I'm working on a project to recover a known Risk Neutral Density from option prices, using the Breeden-Litzenberger formula (assuming a continuum of option_price(strike_price), the second derivative of an option's price with respect to the strike price is equal to the risk-neutral probability density function of the underlying asset's price).
I'm testing my formula with a uniform RND, but the recovered "density" ends up being 100 times larger than expected (100*densityR).
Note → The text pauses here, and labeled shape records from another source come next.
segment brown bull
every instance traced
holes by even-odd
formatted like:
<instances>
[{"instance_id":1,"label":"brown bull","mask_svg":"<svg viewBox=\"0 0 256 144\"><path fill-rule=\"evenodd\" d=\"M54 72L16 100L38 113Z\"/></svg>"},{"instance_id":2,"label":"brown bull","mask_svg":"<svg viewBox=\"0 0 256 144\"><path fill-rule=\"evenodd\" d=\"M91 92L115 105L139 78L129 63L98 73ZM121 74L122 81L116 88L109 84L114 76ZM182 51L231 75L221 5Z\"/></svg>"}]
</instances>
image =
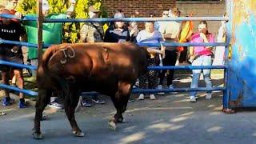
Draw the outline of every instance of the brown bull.
<instances>
[{"instance_id":1,"label":"brown bull","mask_svg":"<svg viewBox=\"0 0 256 144\"><path fill-rule=\"evenodd\" d=\"M34 137L42 138L40 119L52 94L63 98L66 114L75 136L84 136L74 118L82 91L111 97L117 110L110 126L115 129L126 110L132 86L146 71L148 52L131 43L62 44L50 46L38 69L38 99Z\"/></svg>"}]
</instances>

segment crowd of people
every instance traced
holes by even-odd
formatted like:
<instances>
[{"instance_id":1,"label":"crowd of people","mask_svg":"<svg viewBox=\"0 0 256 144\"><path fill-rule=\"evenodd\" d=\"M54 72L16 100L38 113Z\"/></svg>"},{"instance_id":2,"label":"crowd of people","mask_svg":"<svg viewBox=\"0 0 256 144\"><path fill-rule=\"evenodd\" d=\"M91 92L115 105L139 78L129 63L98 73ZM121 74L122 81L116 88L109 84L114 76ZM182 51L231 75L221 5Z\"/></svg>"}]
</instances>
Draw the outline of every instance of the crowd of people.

The issue occurs no matter what density I use (uniform or an approximated-normal).
Here's what I'm doing:
I generate a linearly spaced returns vector and calculate StrikePrices.
I generate a uniform discrete density densityR.
I calculate option prices for puts (option price = discounted expected payoff under (strike prices, densityR) )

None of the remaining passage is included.